Sólo hay dos clases de países: los que suministran y dan, y los que pedimos prestado –o en especies– a las naciones donantes. En los primeros hay poca miseria o ninguna. Los pobres son pocos en ellos. En los segundos –los nuestros– la miseria es el rasgo fundamental, somos el perfil del hambre. Pero todas las naciones se llaman, las llaman o se auto llaman “civilizadas: amantes del progreso y adoradores de la cultura: la cultura de las más altas expresiones del espíritu o el cerebro.

La palabra civilización se define conceptualmente de un modo. Pero en la práctica se puede realizar de una manera distinta o hasta opuesta. Civilizar dice el DRAE o DLE es: sacar del estado salvaje a pueblos o personas. También civilizar puede ser: educar e ilustrar. Gran paternalismo y supremacismo pinta impúdico el Diccionario.
¿Se dedica la civilización en verdad a educar e ilustrar? ¿O a producir e inventar objetos superfluos, inútiles, suntuarios –para matar el tiempo– que sólo sirven para ablandar y enajenar el hombre y hacerle gastar dinero excesivamente por la obsolescencia de los productos?

¡A instalar fábricas contaminantes, entubar ríos y a manufacturar objeto de dudosa importancia o para el vicio alcohólico es a lo que se enfila codiciosa la civilización nuestra! ¡Que yo sepa nadie padece de febricitante pasión en Guatemala por poner en marcha universidades “no-de-garaje” o por cesar el hambre y la miseria!
La primera acepción del Diccionario indica y reza que civilizar es sacar a una persona o a un pueblo del estado salvaje (como si los “salvajes” no tuvieran su propia civilización). En mi rol de miembro correspondiente, me veo en la obligación de suplicarle a la Asociación de Academias de la Lengua Española y a la RAE que modifique la definición o concepto de tal término porque cambiando de óptica y perspectiva el fenómeno ¿es realmente óptimo para el salvaje sacarlo de su estado y civilizarlo sin hacer una comparación justa y honesta entre su ética y la nuestra, entre nuestros valores y los suyos, para insertarlo en nuestra “civilización” y cultura?

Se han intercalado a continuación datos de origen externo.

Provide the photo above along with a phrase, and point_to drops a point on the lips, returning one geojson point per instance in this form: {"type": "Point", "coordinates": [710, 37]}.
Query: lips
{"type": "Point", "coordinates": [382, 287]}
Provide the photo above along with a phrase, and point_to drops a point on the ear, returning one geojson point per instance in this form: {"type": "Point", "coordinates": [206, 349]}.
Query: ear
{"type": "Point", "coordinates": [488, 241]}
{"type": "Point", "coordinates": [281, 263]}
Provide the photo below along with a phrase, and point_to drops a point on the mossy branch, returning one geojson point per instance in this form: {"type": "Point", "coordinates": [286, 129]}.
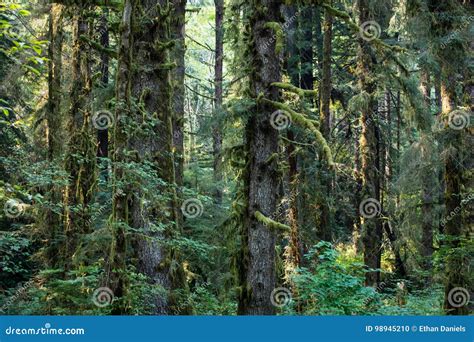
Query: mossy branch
{"type": "Point", "coordinates": [117, 4]}
{"type": "Point", "coordinates": [311, 125]}
{"type": "Point", "coordinates": [97, 46]}
{"type": "Point", "coordinates": [272, 224]}
{"type": "Point", "coordinates": [294, 89]}
{"type": "Point", "coordinates": [278, 31]}
{"type": "Point", "coordinates": [354, 27]}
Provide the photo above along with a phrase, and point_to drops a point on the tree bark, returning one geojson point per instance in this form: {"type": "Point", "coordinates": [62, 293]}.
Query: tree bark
{"type": "Point", "coordinates": [103, 134]}
{"type": "Point", "coordinates": [428, 182]}
{"type": "Point", "coordinates": [325, 124]}
{"type": "Point", "coordinates": [152, 85]}
{"type": "Point", "coordinates": [123, 192]}
{"type": "Point", "coordinates": [369, 144]}
{"type": "Point", "coordinates": [178, 75]}
{"type": "Point", "coordinates": [54, 120]}
{"type": "Point", "coordinates": [81, 156]}
{"type": "Point", "coordinates": [261, 182]}
{"type": "Point", "coordinates": [218, 70]}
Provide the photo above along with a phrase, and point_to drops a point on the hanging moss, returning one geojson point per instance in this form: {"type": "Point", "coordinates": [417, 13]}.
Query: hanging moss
{"type": "Point", "coordinates": [279, 35]}
{"type": "Point", "coordinates": [304, 122]}
{"type": "Point", "coordinates": [293, 89]}
{"type": "Point", "coordinates": [271, 223]}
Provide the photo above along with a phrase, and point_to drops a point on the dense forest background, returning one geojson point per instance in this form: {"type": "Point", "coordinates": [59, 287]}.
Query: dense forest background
{"type": "Point", "coordinates": [236, 157]}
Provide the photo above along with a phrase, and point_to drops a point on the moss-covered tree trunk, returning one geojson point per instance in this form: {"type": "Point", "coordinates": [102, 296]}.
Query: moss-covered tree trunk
{"type": "Point", "coordinates": [325, 124]}
{"type": "Point", "coordinates": [177, 27]}
{"type": "Point", "coordinates": [292, 251]}
{"type": "Point", "coordinates": [372, 229]}
{"type": "Point", "coordinates": [81, 155]}
{"type": "Point", "coordinates": [453, 61]}
{"type": "Point", "coordinates": [54, 123]}
{"type": "Point", "coordinates": [123, 191]}
{"type": "Point", "coordinates": [152, 86]}
{"type": "Point", "coordinates": [218, 91]}
{"type": "Point", "coordinates": [103, 134]}
{"type": "Point", "coordinates": [428, 181]}
{"type": "Point", "coordinates": [261, 183]}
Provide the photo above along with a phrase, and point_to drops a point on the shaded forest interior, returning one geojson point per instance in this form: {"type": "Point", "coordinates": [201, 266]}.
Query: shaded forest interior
{"type": "Point", "coordinates": [249, 157]}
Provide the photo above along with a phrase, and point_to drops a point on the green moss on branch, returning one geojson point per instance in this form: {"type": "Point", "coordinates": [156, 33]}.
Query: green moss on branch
{"type": "Point", "coordinates": [304, 122]}
{"type": "Point", "coordinates": [294, 89]}
{"type": "Point", "coordinates": [272, 224]}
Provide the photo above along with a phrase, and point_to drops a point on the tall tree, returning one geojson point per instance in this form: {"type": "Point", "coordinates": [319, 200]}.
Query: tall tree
{"type": "Point", "coordinates": [178, 30]}
{"type": "Point", "coordinates": [261, 184]}
{"type": "Point", "coordinates": [372, 229]}
{"type": "Point", "coordinates": [218, 74]}
{"type": "Point", "coordinates": [54, 120]}
{"type": "Point", "coordinates": [103, 134]}
{"type": "Point", "coordinates": [121, 215]}
{"type": "Point", "coordinates": [81, 155]}
{"type": "Point", "coordinates": [325, 124]}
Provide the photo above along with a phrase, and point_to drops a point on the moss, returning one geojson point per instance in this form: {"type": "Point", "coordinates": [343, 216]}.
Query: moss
{"type": "Point", "coordinates": [304, 122]}
{"type": "Point", "coordinates": [293, 89]}
{"type": "Point", "coordinates": [271, 223]}
{"type": "Point", "coordinates": [278, 31]}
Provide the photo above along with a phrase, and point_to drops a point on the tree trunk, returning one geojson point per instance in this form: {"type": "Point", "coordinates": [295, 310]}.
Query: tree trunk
{"type": "Point", "coordinates": [428, 183]}
{"type": "Point", "coordinates": [54, 122]}
{"type": "Point", "coordinates": [123, 192]}
{"type": "Point", "coordinates": [103, 134]}
{"type": "Point", "coordinates": [152, 85]}
{"type": "Point", "coordinates": [369, 145]}
{"type": "Point", "coordinates": [81, 156]}
{"type": "Point", "coordinates": [325, 124]}
{"type": "Point", "coordinates": [218, 70]}
{"type": "Point", "coordinates": [178, 74]}
{"type": "Point", "coordinates": [292, 252]}
{"type": "Point", "coordinates": [261, 182]}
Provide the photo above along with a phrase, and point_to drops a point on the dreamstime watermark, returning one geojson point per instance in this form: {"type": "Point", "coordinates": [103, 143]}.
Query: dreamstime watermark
{"type": "Point", "coordinates": [458, 119]}
{"type": "Point", "coordinates": [280, 120]}
{"type": "Point", "coordinates": [458, 297]}
{"type": "Point", "coordinates": [456, 211]}
{"type": "Point", "coordinates": [370, 207]}
{"type": "Point", "coordinates": [369, 30]}
{"type": "Point", "coordinates": [14, 208]}
{"type": "Point", "coordinates": [192, 208]}
{"type": "Point", "coordinates": [280, 297]}
{"type": "Point", "coordinates": [102, 297]}
{"type": "Point", "coordinates": [46, 330]}
{"type": "Point", "coordinates": [103, 119]}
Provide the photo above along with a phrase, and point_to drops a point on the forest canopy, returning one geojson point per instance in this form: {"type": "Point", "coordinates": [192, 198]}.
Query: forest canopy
{"type": "Point", "coordinates": [236, 157]}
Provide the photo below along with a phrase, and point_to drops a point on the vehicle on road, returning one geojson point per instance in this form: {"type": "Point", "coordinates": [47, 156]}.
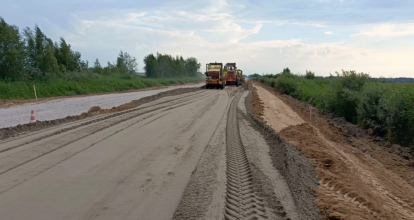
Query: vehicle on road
{"type": "Point", "coordinates": [215, 76]}
{"type": "Point", "coordinates": [239, 73]}
{"type": "Point", "coordinates": [230, 74]}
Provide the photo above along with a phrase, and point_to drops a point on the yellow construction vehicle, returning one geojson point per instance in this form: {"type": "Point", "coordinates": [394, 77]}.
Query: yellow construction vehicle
{"type": "Point", "coordinates": [239, 73]}
{"type": "Point", "coordinates": [215, 76]}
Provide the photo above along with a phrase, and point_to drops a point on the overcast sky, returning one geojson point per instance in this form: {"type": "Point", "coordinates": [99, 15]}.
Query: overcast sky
{"type": "Point", "coordinates": [372, 36]}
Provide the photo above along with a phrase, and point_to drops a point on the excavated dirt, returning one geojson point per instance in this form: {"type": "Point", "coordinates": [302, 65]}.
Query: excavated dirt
{"type": "Point", "coordinates": [95, 110]}
{"type": "Point", "coordinates": [296, 169]}
{"type": "Point", "coordinates": [360, 176]}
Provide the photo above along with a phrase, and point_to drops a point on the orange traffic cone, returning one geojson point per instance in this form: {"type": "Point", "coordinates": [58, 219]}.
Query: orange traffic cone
{"type": "Point", "coordinates": [32, 117]}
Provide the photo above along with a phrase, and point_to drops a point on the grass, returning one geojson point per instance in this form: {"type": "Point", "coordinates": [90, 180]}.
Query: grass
{"type": "Point", "coordinates": [387, 108]}
{"type": "Point", "coordinates": [59, 87]}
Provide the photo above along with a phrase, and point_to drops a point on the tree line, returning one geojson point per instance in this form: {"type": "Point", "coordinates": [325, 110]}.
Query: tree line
{"type": "Point", "coordinates": [31, 55]}
{"type": "Point", "coordinates": [164, 65]}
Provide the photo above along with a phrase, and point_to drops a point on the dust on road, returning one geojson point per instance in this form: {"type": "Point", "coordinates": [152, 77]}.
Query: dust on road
{"type": "Point", "coordinates": [165, 158]}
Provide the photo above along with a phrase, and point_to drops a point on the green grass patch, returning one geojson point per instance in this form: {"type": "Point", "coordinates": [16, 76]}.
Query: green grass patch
{"type": "Point", "coordinates": [102, 84]}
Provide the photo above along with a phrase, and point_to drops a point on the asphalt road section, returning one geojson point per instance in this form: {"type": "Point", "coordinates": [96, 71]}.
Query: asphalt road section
{"type": "Point", "coordinates": [60, 108]}
{"type": "Point", "coordinates": [131, 166]}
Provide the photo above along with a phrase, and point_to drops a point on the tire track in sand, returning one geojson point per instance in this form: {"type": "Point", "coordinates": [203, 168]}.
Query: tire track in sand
{"type": "Point", "coordinates": [242, 202]}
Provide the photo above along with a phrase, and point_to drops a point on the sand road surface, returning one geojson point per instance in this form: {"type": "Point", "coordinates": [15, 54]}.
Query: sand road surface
{"type": "Point", "coordinates": [161, 160]}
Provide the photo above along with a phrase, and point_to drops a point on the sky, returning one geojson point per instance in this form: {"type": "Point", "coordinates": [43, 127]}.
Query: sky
{"type": "Point", "coordinates": [323, 36]}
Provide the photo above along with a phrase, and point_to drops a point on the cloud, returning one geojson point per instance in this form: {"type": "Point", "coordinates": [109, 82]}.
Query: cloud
{"type": "Point", "coordinates": [387, 30]}
{"type": "Point", "coordinates": [210, 32]}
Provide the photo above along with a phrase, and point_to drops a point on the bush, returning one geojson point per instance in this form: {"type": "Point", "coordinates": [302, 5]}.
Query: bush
{"type": "Point", "coordinates": [385, 107]}
{"type": "Point", "coordinates": [309, 75]}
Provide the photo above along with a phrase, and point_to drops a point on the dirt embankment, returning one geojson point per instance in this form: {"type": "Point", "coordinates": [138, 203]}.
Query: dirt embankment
{"type": "Point", "coordinates": [359, 178]}
{"type": "Point", "coordinates": [292, 164]}
{"type": "Point", "coordinates": [16, 130]}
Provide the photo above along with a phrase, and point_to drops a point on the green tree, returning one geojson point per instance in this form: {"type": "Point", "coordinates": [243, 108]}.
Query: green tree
{"type": "Point", "coordinates": [150, 66]}
{"type": "Point", "coordinates": [11, 51]}
{"type": "Point", "coordinates": [126, 63]}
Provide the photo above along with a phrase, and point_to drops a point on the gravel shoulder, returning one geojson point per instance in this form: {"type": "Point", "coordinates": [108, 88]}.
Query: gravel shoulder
{"type": "Point", "coordinates": [358, 179]}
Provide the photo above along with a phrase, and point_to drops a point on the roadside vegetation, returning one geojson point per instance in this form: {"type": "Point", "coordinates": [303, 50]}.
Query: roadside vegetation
{"type": "Point", "coordinates": [30, 58]}
{"type": "Point", "coordinates": [386, 108]}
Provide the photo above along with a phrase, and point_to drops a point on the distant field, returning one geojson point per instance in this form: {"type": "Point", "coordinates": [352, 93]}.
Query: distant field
{"type": "Point", "coordinates": [60, 87]}
{"type": "Point", "coordinates": [387, 108]}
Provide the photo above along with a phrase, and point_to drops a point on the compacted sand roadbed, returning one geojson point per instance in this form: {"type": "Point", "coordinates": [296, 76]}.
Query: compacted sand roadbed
{"type": "Point", "coordinates": [188, 156]}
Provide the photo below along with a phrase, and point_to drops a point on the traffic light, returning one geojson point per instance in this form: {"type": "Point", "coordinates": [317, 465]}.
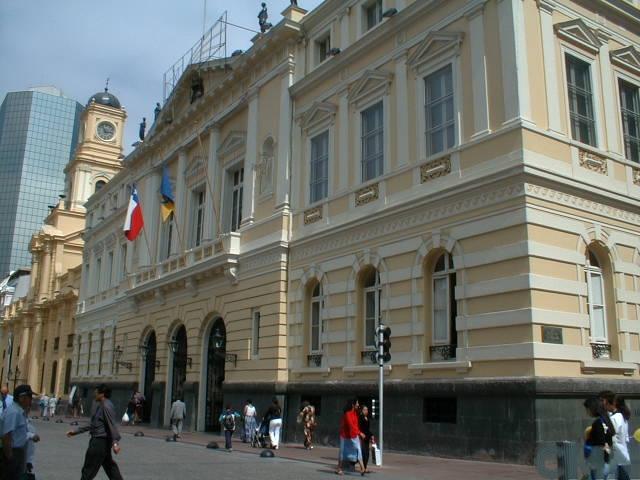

Elogio con Rousseau y Chateaubriand el sentimiento romántico del estado salvaje y hago con ellos la apología del “incivilizado” que es un ser más puro, más claro, más limpio que el tocado y maculado por nuestra progresista cultura. Los procedimientos indigenistas para integrar a los pueblos originarios a nuestra cultura han quedado muy atrás pese a sus buenas intenciones. Hoy el asunto se resuelve mediante la interculturalidad donde todas las culturas tienen el mismo nivel y valor.

De ecos histéricos e hijos románticos de Rousseau nos califican a quienes no defendemos la cultura y la civilización occidental a capa y espada. Por ser los defensores de “el buen salvaje”.
Occidente tiene grandes valores o tal vez dignos de no ser condenados. Pero son los que corresponden al mundo transparente de la cuna de Occidente: Grecia en su época clásica y democrática y Roma y su respeto por los valores republicanos.

Tampoco en el antiguo Oriente y en sus Vedas encontramos ya la latente y exultante verdad de la vida como la hallaron Schopenhauer y Nietzsche. El mundo entero se acerca al sumidero de los hoyos más oscuros en el afán de posesión y codicia que nos carcome entre el excremento del diablo: el petróleo, sus derivados plásticos y su infinita contaminación en la que el planeta se extingue.

La parábola del Paraíso es un mito de grandes y variadas interpretaciones. ¿Ha abandonado el hombre su ahora Paraíso Perdido de Milton por la culpa de sus propios pecados de ambición?

El retorno al Edén sería la pérdida del deseo, de la ambición, de la codicia y de la corrupción. Un planeta sin corrupción, sin cohecho, sin sobornos significaría tal vez el perdón del demonio que encarnó a la serpiente. Para volvernos sabios pero de verdad.

Para encontrarnos con el conocimiento que edificado sobre la filosofía, produjera una civilización donde el malestar en la cultura ya no fuera la psicosis colectiva que nos asfixia.